RAND: An Examination of Options to Reduce Underway Training Days Through the Use of Simulation

An Examination of Options to Reduce Underway Training Days Through the Use of Simulation

By: Roland J. Yardley, Harry J. Thie, Christopher Paul, Jerry M. Sollinger, Alisa Rhee

U.S. Navy surface combatant ship crew training involves a combination of shore-based, onboard pier-side, and underway training. Underway training is expensive, however, and it increases wear and tear on operating equipment. Furthermore, constrained budgets and increasing recapitalization costs have forced the Navy to examine various methods — such as increased use of simulators — to reduce the annual operating costs of the fleet.

Technological improvements have increased the fidelity and realism of simulators, and simulation is being used more widely for training within the U.S. Navy, in other navies, and in commercial shipping companies.
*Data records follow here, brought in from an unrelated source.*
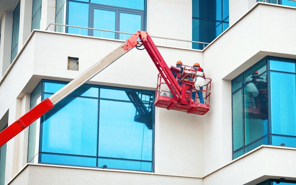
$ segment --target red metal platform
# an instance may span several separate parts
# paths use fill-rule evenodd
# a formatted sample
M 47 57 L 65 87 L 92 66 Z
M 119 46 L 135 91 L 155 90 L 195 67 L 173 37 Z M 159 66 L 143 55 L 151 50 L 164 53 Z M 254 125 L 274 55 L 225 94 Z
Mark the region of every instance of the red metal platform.
M 160 96 L 154 102 L 155 107 L 165 108 L 168 110 L 174 110 L 187 112 L 204 115 L 210 110 L 210 105 L 191 102 L 189 104 L 183 105 L 179 104 L 174 98 L 164 96 Z

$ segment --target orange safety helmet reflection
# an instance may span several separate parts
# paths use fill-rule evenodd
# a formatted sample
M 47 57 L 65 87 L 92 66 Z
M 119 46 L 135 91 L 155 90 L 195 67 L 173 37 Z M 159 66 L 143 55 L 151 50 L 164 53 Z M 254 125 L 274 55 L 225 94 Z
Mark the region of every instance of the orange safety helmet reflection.
M 193 66 L 198 66 L 199 67 L 200 67 L 200 63 L 199 63 L 198 62 L 196 62 L 196 63 L 194 63 L 194 64 L 193 64 Z

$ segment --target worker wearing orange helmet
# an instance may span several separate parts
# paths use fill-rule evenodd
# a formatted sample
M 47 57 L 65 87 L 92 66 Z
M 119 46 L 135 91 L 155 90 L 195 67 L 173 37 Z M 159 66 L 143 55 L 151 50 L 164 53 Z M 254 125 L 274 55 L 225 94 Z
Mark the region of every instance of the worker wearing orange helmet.
M 182 62 L 180 60 L 178 60 L 178 61 L 177 61 L 177 62 L 176 63 L 176 67 L 178 67 L 179 68 L 180 68 L 181 69 L 181 70 L 180 71 L 180 72 L 179 72 L 178 73 L 173 73 L 173 75 L 174 75 L 174 77 L 175 77 L 175 78 L 176 80 L 178 80 L 178 79 L 180 79 L 179 78 L 177 78 L 177 74 L 179 74 L 180 75 L 180 76 L 181 77 L 182 77 L 182 74 L 183 74 L 183 72 L 184 71 L 184 67 L 182 66 L 182 65 L 183 65 L 183 64 L 182 63 Z M 181 84 L 180 84 L 180 82 L 179 82 L 179 84 L 180 85 L 181 85 Z M 173 95 L 173 94 L 172 93 L 170 94 L 170 96 L 172 97 L 172 98 L 174 97 L 174 96 Z
M 194 64 L 193 65 L 193 67 L 194 67 L 195 68 L 196 72 L 199 71 L 200 72 L 202 72 L 203 73 L 203 70 L 202 68 L 200 67 L 200 65 L 199 63 L 198 62 L 196 62 L 194 63 Z M 204 79 L 205 79 L 205 76 L 204 73 L 203 73 L 202 77 L 197 76 L 196 78 L 197 78 L 199 77 L 201 77 L 201 79 L 202 79 L 201 78 L 203 78 Z M 201 103 L 205 103 L 205 102 L 204 101 L 203 97 L 202 96 L 202 91 L 200 90 L 203 90 L 203 86 L 199 86 L 199 90 L 198 89 L 198 87 L 196 86 L 195 88 L 197 89 L 197 90 L 194 92 L 192 91 L 192 99 L 193 100 L 193 101 L 195 101 L 195 96 L 196 94 L 196 92 L 197 91 L 197 96 L 198 96 L 198 98 L 200 99 L 200 102 Z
Although the Navy’s surface combatant community currently uses simulators in its training regimen, an increased use of simulation could potentially improve training efficiency, sustain training readiness, and reduce underway days. Focusing on the DDG-51 Arleigh Burke class of surface combatants, RAND examines the training requirements of surface forces, determines where credit is granted for the use of simulation, estimates what training is done underway, examines simulation technology, and identifies areas where simulation could be substituted for underway training without any decrease in readiness.

The authors find that although most exercises are done underway, many could be done in port with or without the use of simulators. Accordingly, the Navy should consider (1) investing in shore-based engineering simulators, (2) directing that exercises that can be done in port be done in port, and (3) accelerating the upgrades that are slowly providing DDG-51–class ships with an embedded engineering training capability.